For a second time, Kehinde Wiley denied allegations of sexual assault after new claims emerged this week.
On Instagram on Monday, activist Derrick Ingram accused Wiley, a painter most widely known for doing Barack Obama’s official portrait, of having raped him in 2021. Ingram alleged that the assault happened in Wiley’s SoHo apartment. Then, on Tuesday night, Terrell Armistead also accused Wiley of having raped him.
“Posting something to Instagram doesn’t make it true,” Jennifer Barrett, an attorney for Wiley, said in a statement to ARTnews in response to Ingram’s allegations. “Yet, in today’s world, anyone can spread blatant lies with a single post, and the public accepts it at face value.” She said there was “no evidence” for Ingram’s claims.
Ingram, a prominent Black Lives Matter activist and the executive director of social justice non-profit Warriors in the Garden, said he was in a three-month-long relationship with Wiley, whom he accused of “extreme violence” and “severe emotional manipulation” during their time together. According to the timeline laid out by Ingram, the alleged rape happened during their relationship. He said he planned to sue Wiley in New York.
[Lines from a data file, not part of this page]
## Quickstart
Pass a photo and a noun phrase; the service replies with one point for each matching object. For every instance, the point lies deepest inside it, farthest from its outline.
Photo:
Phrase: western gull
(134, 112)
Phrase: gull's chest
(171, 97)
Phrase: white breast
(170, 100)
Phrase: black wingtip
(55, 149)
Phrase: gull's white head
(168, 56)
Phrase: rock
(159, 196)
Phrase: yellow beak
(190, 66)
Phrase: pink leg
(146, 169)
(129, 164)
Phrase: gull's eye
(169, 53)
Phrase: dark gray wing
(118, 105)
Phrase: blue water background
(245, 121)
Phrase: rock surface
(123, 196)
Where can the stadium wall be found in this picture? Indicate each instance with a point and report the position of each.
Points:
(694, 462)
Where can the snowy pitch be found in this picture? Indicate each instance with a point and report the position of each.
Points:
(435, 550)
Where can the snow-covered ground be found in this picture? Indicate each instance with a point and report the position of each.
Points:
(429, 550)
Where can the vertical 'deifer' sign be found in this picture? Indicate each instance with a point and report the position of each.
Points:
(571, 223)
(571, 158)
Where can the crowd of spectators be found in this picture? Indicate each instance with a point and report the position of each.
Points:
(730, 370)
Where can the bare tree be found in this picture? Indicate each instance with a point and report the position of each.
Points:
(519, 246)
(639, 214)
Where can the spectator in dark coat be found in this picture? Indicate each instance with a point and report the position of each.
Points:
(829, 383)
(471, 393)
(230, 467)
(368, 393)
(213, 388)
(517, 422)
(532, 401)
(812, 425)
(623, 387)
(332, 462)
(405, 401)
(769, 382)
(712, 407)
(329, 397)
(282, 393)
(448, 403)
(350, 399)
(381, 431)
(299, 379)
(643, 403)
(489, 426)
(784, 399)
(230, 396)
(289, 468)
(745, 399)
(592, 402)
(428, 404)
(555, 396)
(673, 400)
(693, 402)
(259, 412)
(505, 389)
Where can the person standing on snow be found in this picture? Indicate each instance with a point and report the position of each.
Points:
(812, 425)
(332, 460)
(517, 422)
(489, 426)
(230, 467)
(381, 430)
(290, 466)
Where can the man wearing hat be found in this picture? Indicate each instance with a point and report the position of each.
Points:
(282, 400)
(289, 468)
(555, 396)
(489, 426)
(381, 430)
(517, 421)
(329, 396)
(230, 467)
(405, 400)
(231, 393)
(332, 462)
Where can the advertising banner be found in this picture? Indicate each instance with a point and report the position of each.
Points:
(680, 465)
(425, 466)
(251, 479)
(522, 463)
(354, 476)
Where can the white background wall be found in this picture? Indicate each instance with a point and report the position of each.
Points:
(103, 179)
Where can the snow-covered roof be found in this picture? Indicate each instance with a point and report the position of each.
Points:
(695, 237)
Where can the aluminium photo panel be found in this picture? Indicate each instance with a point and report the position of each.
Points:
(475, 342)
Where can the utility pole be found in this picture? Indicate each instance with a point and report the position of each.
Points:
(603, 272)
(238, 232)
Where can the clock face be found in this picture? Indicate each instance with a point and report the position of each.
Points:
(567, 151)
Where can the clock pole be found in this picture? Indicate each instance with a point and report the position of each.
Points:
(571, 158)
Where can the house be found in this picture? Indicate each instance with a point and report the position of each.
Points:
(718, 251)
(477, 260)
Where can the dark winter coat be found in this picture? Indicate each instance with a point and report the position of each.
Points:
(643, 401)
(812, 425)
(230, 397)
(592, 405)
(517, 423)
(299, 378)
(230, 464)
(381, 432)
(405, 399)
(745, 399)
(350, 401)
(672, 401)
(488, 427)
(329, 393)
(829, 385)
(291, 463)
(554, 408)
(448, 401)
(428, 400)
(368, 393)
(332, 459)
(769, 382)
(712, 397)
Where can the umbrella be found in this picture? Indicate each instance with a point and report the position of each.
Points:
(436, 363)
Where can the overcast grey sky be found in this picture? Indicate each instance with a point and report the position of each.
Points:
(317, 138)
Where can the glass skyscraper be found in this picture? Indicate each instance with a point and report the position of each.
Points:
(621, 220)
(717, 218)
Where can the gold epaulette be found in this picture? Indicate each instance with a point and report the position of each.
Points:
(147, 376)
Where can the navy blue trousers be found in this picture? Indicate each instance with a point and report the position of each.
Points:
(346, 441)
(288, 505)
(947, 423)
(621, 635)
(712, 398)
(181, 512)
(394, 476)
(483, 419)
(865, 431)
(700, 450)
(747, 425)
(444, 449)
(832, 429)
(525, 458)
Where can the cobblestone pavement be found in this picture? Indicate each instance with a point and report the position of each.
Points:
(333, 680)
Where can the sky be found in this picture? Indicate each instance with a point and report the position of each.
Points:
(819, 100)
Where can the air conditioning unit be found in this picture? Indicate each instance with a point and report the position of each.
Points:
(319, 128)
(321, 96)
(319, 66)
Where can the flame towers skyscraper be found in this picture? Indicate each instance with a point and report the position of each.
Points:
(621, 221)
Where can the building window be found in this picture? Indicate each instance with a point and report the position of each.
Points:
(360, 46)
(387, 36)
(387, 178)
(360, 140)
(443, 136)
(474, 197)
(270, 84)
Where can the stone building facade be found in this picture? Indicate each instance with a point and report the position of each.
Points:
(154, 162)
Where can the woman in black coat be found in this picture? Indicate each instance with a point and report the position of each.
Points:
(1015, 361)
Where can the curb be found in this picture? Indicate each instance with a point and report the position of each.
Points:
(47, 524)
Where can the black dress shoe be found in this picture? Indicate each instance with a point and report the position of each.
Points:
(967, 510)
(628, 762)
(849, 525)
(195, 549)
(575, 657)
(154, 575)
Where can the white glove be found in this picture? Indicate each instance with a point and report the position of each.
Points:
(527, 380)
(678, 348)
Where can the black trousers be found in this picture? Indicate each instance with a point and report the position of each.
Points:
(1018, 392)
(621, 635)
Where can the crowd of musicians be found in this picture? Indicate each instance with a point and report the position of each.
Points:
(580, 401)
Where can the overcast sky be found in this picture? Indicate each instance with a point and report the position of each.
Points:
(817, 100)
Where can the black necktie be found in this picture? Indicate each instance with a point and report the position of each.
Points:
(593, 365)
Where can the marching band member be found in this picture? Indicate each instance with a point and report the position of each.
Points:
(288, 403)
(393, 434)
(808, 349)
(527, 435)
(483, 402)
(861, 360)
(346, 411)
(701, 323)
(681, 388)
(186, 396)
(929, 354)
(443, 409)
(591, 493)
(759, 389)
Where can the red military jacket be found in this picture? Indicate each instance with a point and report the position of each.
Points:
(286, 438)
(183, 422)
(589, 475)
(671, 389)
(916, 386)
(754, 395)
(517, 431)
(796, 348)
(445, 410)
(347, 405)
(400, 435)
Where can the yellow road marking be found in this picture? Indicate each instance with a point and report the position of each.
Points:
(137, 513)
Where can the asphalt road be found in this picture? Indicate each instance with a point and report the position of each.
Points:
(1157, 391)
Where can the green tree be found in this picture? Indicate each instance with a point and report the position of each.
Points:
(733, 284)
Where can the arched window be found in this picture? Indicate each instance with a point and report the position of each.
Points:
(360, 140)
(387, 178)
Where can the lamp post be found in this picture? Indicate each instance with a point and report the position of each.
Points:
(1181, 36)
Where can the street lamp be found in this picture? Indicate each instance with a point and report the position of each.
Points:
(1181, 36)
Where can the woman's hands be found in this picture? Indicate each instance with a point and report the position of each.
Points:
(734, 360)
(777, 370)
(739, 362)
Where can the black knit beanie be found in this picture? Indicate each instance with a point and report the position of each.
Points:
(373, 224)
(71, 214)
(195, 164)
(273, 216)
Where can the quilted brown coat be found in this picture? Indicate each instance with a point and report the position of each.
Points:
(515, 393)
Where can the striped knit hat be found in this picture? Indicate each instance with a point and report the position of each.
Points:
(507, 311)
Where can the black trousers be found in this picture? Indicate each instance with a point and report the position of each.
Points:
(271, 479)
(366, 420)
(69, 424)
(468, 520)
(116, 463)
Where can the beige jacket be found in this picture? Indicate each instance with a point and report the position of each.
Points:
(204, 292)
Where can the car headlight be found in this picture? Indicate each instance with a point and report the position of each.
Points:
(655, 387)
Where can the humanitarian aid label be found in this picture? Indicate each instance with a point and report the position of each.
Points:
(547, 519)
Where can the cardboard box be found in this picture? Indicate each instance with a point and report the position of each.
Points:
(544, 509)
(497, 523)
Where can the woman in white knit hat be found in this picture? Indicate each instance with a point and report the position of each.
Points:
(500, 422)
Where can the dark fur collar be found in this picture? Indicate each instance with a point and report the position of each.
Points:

Barrett said that Ingram and Wiley had had a “one-time consensual encounter.” Ingram did not respond to a request for additional comment.
In the text posted as an image to his Instagram, Ingram explicitly named Wiley. In an accompanying caption that did not name Wiley, he wrote that he had been assaulted by “a predator that met me at my most vulnerable and knew that I was just starting to heal. He actively exploited my pain and today I am taking back my power.”
Ingram linked in his bio to a petition launched by Joseph Awuah-Darko, who accused Wiley of sexual assault last month. Like Ingram, Awuah-Darko claimed he had been assaulted in 2021. Also like Ingram, Awuah-Darko said he planned to take legal action against Wiley.
Armistead’s claims revolved around an alleged encounter in 2010 at Wiley’s New York apartment. Armistead accused Wiley of having made an effort to “grab my genitals aggressively” and of “performing forced oral penetration on me.” Armistead said he planned to join a class action lawsuit filed by Awuah-Darko, Ingram, and Nathaniel Lloyd Richards, who had also previously accused Wiley of sexual misconduct on social media.
Through Barrett, Wiley denied having known of Armistead or having ever met him. Barrett disputed certain details of Armistead’s claims, including a portion referring to “two big dogs” that Wiley allegedly held within his apartment. She said Wiley did not acquire his two Afghan hounds until 2015.
Armistead did not immediately respond to a request for comment.
On Monday, Barrett alluded to Awuah-Darko’s allegations, which she said were untrue.
“The false claims against Mr. Wiley began as a vendetta by an individual who shared a single consensual encounter with him,” she said. “This person pursued Mr. Wiley for over a year, unsuccessfully pushing for a relationship. Recently, this individual has reinvented himself, soliciting cash contributions from followers and encouraging others to join his fraudulent Instagram campaign. His efforts have produced one other person, who also had a one-time consensual encounter with Mr. Wiley years ago and subsequently spent months sending him romantic texts seeking a deeper relationship.”
In a follow-up statement posted to Instagram on Tuesday, Wiley called the allegations from Awuah-Darko and Ingram “baseless and defamatory,” and questioned whether money, fame, and an “insatiable need for attention” had driven the two to come forward. Wiley included what he said were screenshots of text conversations between him and his accusers, which he said discredited their claims.
“What is clear,” Wiley wrote, “is that my accusers wanted far more than I was willing to give them.”
Wiley previously denied Awuah-Darko’s claims, saying, “Someone I had a brief, consensual relationship with is now making false, disturbing, and defamatory accusations about our time together. These claims are deeply hurtful to me, and I will pursue all legal options to bring the truth to light and clear my name.”
Wiley is renowned for his paintings of Black sitters that reference Old Masters portraiture techniques. A 2022 New Yorker profile labeled him “one of the most influential figures in global Black culture,” and said that with his Black Rock Senegal artist residency program, he was “shifting the art world’s center of gravity toward Africa.”
A Wiley survey held the following year at the Fine Arts Museums of San Francisco was a hit, drawing massive crowds. It has since traveled, appearing recently at the Museum of Fine Arts Houston, with future stops planned at the Pérez Art Museum Miami and the Minneapolis Institute of Art in the coming year, according to Wiley’s website. Spokespersons for the Pérez Art Museum Miami and the Minneapolis Institute of Art did not respond to requests for comment.
Update, 6/11/24, 10:15 a.m.: This article has been updated to include a follow-up statement from Wiley.
Update, 6/12/24, 3:15 p.m.: This article has been updated to include mention of new claims posted on Tuesday by Terrell Armistead. Through his lawyer, Wiley denied these claims.